Chapitre 41
CHARLY
Mon téléphone sonna et me fit sursauter, je ne connaissais pas le numéro, mais mon instinct me hurlait de répondre, je ne savais pas pourquoi.
— Allo...
— Charlène ?
C'était une voix masculine que je ne connaissais pas.
— Oui, qui est-ce ?
— Tu ne me connais pas, enfin pas vraiment, je m'appelle Assil...
— Qui es-tu ? Et qu'est-ce que tu veux ?
— J'ai besoin de ton aide, il faut que je retrouve Eden.
— Je ne te connais pas, et tu...
— Il faut que je retrouve Eden, avant qu'elle ne se souvienne du crime qu'elle a commis, coupa-t-il.
— Quel crime ?
— Le meurtre de Silas Smith... Eden a tué Silas Smith, et si jamais elle s'en souvient, ce sera la fin de tout...
Je me repassais la conversation que j'avais eue avec le dénommé Assil en boucle. Eden n'avait pas tué Silas, c'était impossible, elle s'en souviendrait, son coeur s'en souviendrait ! Et puis qui était-il ? Son prénom était une anagramme de celui de Silas, et il avait dit que je ne le connaissais pas vraiment. J'avais tenté de le rappeler à plusieurs reprises, mais il n'avait pas répondu.

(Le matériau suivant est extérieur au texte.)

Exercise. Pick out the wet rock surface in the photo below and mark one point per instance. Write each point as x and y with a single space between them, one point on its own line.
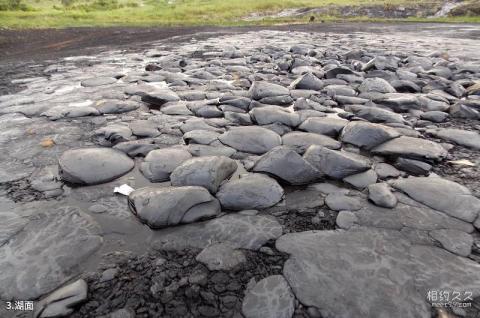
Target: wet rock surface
274 174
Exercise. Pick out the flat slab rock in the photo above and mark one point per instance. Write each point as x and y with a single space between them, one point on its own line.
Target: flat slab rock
470 139
242 231
269 298
441 194
33 262
330 265
93 165
411 147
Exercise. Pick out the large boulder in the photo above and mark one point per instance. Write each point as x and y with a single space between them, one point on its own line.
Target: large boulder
470 139
287 165
308 81
442 195
160 163
336 164
252 191
163 207
207 172
376 84
93 165
411 147
269 298
321 264
367 135
255 140
300 141
274 114
324 125
262 89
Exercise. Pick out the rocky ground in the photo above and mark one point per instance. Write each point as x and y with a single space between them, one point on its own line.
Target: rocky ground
275 174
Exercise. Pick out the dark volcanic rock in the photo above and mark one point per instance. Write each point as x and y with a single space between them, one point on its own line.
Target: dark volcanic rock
93 165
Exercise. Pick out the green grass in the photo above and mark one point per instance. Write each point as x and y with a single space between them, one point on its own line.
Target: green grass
52 13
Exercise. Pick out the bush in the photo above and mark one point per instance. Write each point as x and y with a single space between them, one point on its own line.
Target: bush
13 5
469 9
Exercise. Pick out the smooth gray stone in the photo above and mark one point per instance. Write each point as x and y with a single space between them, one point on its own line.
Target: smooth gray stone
403 215
159 97
251 191
61 302
287 165
116 106
208 172
221 256
319 271
381 195
405 86
93 165
336 164
350 100
442 195
324 125
136 147
342 90
399 102
169 206
362 180
435 116
459 110
340 201
204 137
175 108
33 262
454 241
410 147
283 100
59 112
367 135
238 118
242 231
304 200
376 115
413 167
160 163
300 141
197 124
98 81
332 73
308 81
376 84
210 150
470 139
144 128
271 297
256 140
384 171
262 89
274 114
113 133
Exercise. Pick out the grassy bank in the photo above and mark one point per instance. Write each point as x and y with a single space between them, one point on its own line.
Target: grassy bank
75 13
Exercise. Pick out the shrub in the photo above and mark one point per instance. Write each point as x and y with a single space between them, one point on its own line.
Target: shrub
13 5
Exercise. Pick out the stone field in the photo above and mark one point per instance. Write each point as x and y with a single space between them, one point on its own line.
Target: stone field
276 174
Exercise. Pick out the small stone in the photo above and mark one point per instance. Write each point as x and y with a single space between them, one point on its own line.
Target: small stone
381 195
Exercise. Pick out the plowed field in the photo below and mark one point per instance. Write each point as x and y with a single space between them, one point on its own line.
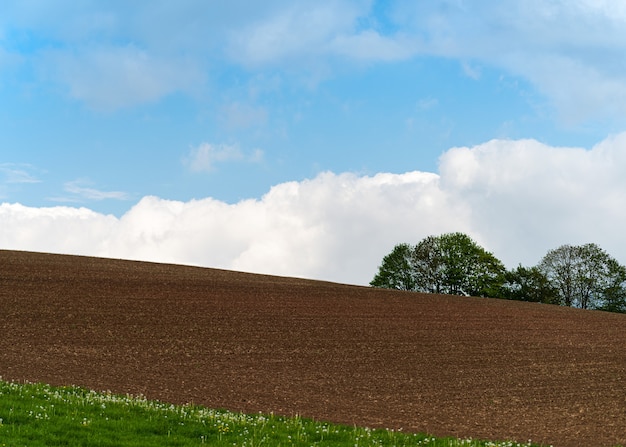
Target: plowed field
467 367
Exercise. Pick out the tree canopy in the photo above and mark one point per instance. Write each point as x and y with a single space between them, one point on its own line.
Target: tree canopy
583 276
451 263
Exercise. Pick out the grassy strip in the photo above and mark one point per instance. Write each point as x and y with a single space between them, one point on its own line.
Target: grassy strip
40 415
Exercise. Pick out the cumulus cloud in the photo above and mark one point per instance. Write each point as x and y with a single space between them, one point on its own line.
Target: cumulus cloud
517 198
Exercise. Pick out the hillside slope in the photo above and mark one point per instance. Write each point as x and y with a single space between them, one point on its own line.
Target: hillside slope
446 365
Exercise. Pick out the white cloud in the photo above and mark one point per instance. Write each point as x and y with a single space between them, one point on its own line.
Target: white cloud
570 50
237 116
204 157
17 173
110 77
517 198
119 54
80 191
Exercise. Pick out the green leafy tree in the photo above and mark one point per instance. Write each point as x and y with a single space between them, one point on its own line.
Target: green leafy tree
585 276
451 263
528 284
396 271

Je n'arrivais pas à oublier ses mots si bien qu'une partie de moi voulait appeler Eden pour savoir comment elle allait, j'étais certaine qu'elle avait des problèmes, elle avait toujours des problèmes, même si elle oubliait la plupart du temps. J'avais menti lorsqu'elle m'avait demandé la clé qu'elle m'avait confiée, avec tout ce qu'il s'était passé, je savais que lui donner cette clé serait une erreur, surtout maintenant.
— Charly ? Il est temps d'y aller, Ava est prête ! hurla Jody.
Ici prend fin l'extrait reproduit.